Sunday, May 7, 2000 by

“‘Phone Ainsley Harriott’ – great”

After six weeks, Bob Martin has turned out to be both an amusing, sharp series, and also a massive flop for ITV. It’s ironic that a series that has been one of the most truthful looks into the world of television should also be subjected to some subtle rescheduling by ITV, with seemingly every episode ending with an apologetic “Next week’s programme will be at the slightly later time …”

The slightly dodgy first episode didn’t help matters, as it took a while for the programme to work out whether it wanted to be totally cynical about the industry, or just a funny series. In the event, it moved towards the latter, which is a welcome change.

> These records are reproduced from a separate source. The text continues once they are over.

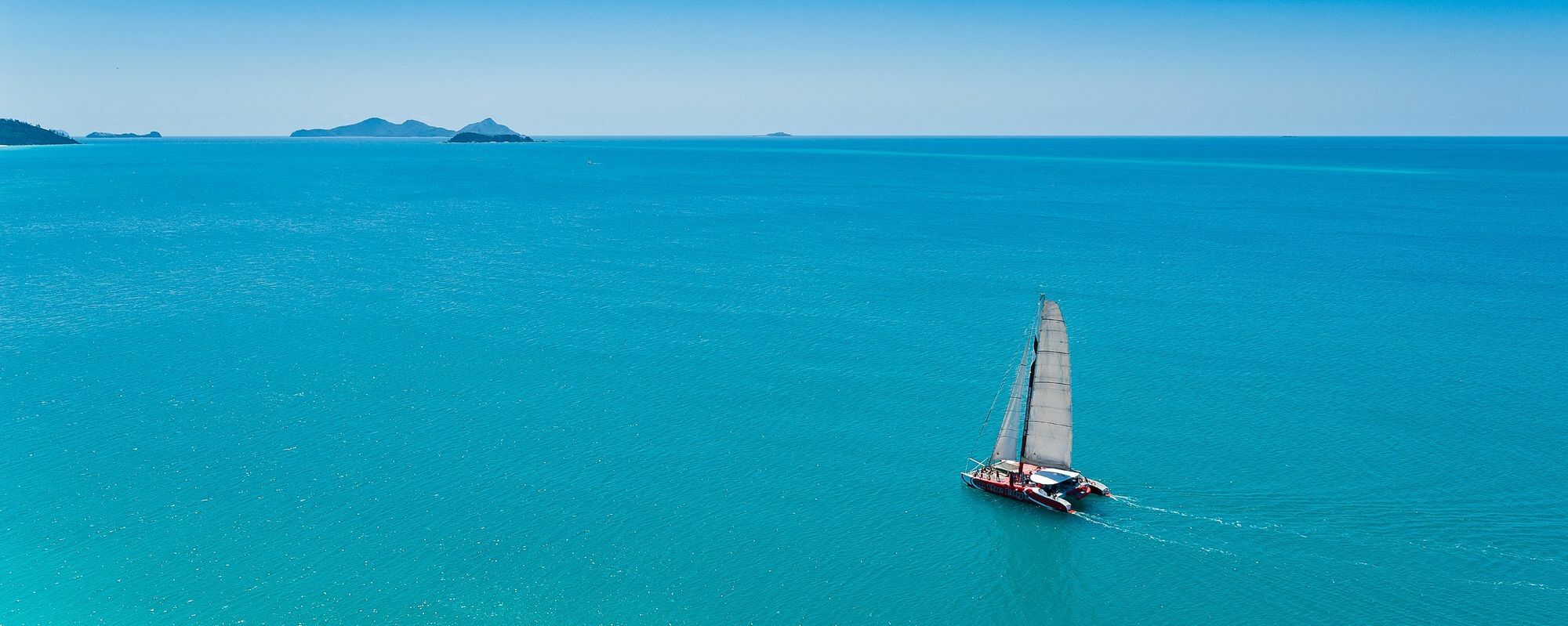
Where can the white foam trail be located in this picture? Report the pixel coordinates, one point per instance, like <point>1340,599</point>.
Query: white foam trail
<point>1520,584</point>
<point>1134,503</point>
<point>1492,552</point>
<point>1095,520</point>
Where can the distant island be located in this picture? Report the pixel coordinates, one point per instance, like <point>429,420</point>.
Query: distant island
<point>487,127</point>
<point>482,138</point>
<point>153,135</point>
<point>15,132</point>
<point>380,127</point>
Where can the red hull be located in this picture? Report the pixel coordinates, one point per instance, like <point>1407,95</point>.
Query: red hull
<point>1036,495</point>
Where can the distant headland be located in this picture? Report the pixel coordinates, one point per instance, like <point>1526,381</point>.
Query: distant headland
<point>380,127</point>
<point>487,127</point>
<point>482,138</point>
<point>15,132</point>
<point>153,135</point>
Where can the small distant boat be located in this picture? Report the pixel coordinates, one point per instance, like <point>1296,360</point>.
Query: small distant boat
<point>1033,459</point>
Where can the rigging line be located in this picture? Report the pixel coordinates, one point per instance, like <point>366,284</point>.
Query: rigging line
<point>1029,334</point>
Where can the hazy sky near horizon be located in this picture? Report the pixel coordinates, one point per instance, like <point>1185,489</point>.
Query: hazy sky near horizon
<point>808,67</point>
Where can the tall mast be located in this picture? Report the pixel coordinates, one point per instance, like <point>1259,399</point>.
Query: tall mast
<point>1048,423</point>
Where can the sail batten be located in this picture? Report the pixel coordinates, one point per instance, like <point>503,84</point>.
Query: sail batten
<point>1048,423</point>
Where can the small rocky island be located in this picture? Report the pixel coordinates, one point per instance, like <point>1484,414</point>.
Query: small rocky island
<point>482,138</point>
<point>380,127</point>
<point>153,135</point>
<point>15,132</point>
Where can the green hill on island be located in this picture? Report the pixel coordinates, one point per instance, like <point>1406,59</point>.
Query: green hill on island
<point>380,127</point>
<point>15,132</point>
<point>487,127</point>
<point>153,135</point>
<point>482,138</point>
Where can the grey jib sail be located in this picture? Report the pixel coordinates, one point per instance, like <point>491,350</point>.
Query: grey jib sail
<point>1007,440</point>
<point>1048,425</point>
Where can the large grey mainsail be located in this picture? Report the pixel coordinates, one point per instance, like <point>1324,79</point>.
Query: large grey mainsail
<point>1048,429</point>
<point>1007,440</point>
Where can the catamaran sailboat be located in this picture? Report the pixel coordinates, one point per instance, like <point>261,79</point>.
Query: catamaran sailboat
<point>1034,450</point>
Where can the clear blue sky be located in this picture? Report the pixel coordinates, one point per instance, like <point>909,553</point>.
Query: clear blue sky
<point>813,67</point>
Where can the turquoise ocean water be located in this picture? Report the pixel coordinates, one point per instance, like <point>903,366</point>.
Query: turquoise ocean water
<point>733,381</point>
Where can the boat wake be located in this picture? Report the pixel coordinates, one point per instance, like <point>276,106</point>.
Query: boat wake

Most other attempts at fiction set around television have been so cynical that one wonders exactly why the people involved are working in the industry in the first place, as in Guy Jenkin’s recent Sex ‘n’ Death. However, Bob Mills and Jeff Pope seem to be enthusiastic about the medium. The two were previously responsible for Channel 4′s The Show in 1997, where a straightforward chat show was married with some incredibly candid behind the scenes sequences. The series was fascinating, but also, eventually, pretty pointless – the chat show was constructed purely for the series, so the anxieties about making a good programme seemed false, because everybody only watched it for the behind the scenes stuff.

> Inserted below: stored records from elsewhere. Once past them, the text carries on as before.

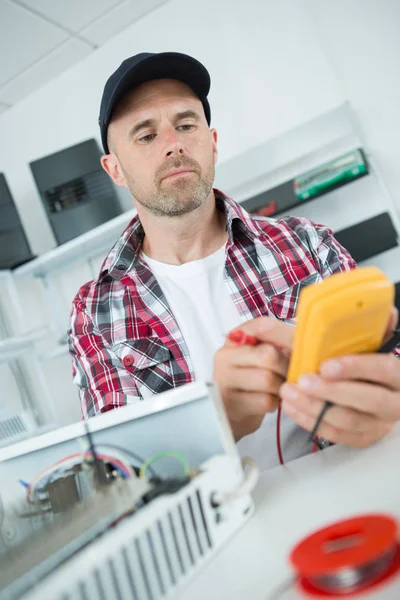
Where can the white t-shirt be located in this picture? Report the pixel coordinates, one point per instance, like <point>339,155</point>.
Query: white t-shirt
<point>199,299</point>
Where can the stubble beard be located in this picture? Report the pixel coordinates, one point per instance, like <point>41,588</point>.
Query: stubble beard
<point>178,197</point>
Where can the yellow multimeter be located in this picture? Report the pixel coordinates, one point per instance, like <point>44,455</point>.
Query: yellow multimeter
<point>347,313</point>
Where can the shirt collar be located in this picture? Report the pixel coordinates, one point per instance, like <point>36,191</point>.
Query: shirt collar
<point>125,253</point>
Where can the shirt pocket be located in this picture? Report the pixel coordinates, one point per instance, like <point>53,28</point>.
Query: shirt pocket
<point>284,304</point>
<point>148,361</point>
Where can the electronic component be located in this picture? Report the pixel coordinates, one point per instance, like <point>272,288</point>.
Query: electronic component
<point>85,518</point>
<point>347,313</point>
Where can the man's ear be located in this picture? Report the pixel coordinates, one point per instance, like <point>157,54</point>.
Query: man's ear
<point>215,141</point>
<point>112,167</point>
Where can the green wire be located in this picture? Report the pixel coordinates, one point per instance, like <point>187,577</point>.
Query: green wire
<point>156,457</point>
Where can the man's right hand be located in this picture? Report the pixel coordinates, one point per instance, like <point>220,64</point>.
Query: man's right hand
<point>249,377</point>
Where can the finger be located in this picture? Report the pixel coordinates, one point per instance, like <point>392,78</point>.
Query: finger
<point>343,418</point>
<point>377,368</point>
<point>339,436</point>
<point>270,330</point>
<point>364,397</point>
<point>262,356</point>
<point>255,380</point>
<point>242,404</point>
<point>393,320</point>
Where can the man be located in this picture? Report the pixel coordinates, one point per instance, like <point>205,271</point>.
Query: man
<point>193,266</point>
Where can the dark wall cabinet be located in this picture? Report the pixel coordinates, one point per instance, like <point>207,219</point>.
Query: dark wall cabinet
<point>76,193</point>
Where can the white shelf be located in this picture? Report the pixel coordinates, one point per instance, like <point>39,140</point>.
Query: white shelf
<point>81,248</point>
<point>14,347</point>
<point>289,154</point>
<point>61,350</point>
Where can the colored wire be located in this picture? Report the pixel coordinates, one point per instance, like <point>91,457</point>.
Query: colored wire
<point>70,461</point>
<point>139,459</point>
<point>278,435</point>
<point>327,405</point>
<point>160,455</point>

So this series wisely sticks to fiction. In doing so, they’ve constructed a very believable office setup – Denis Lawson, Keith Allen and Tracy-Ann Oberman bantering away as if they’d been working together for years. As for Barrymore … in some situations it’s been hard to tall whether his character is supposed to be a Partridge-style git or a more sympathetic, almost empty character. In the “party” episode earlier in the run, Bob seemed to be a well-meaning guy getting jerked around by others, which didn’t seem to fit in with the publicity (especially ITV’s “Hear Barrymore say ‘fuck!’” trailer) which painted him as an egotistical, foul-mouthed bastard. So are we now seeing a truly three dimensional character, who has these “grey areas”, or just someone poorly defined? Hard to tell, but Barrymore has certainly acquitted himself well in his first acting role, managing to put 15 years of a career behind him to create a character that could be empathised with, and he hasn’t come over just as “TV’s Michael Barrymore”.

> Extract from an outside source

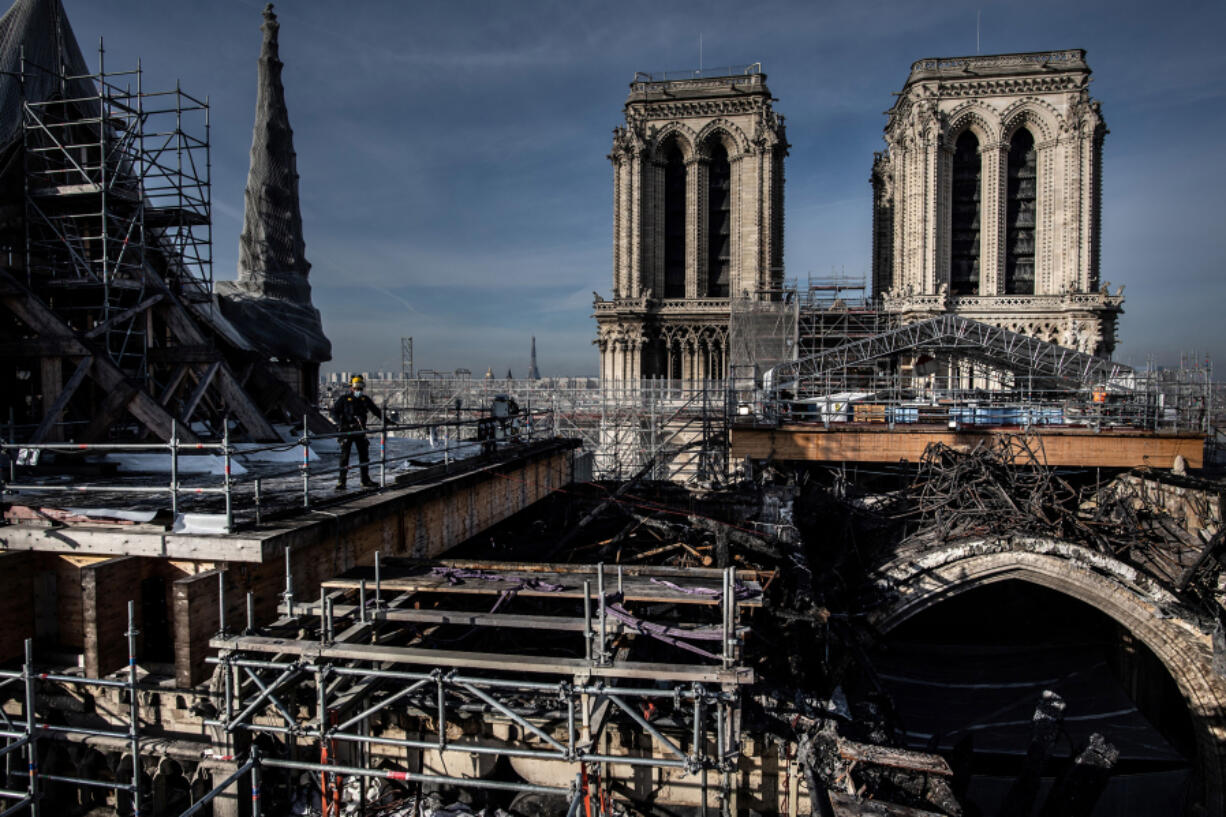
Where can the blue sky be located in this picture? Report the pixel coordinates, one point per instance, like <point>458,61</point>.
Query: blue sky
<point>453,155</point>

Later trailers for the series have concentrated on how “all our favourite stars” are appearing in the series, as ITV try desperately to convince us to watch it. Celebrities playing themselves have always been a problem for sitcoms – I’m reminded of Kylie Minogue’s appearance in The Vicar of Dibley, where all trace of wit was removed to avoid upsetting her. Most of the cameos have moved away from the “do you see?” school, some working brilliantly well – for example, Jamie Theakston, who did his own career no harm by taking part in a storyline that amusingly took the piss out of his private life.

Despite the ratings, a second series is in the pipeline, although this is more likely to do with over-enthusiasm for the concept before transmission, rather than any attempt by ITV to give it time to build. However it came about, though, it’s good to see – because any series that includes the exchange “Shall I get John Leslie on standby?”/”I will never, ever be that ill” can do no wrong as far as I’m concerned.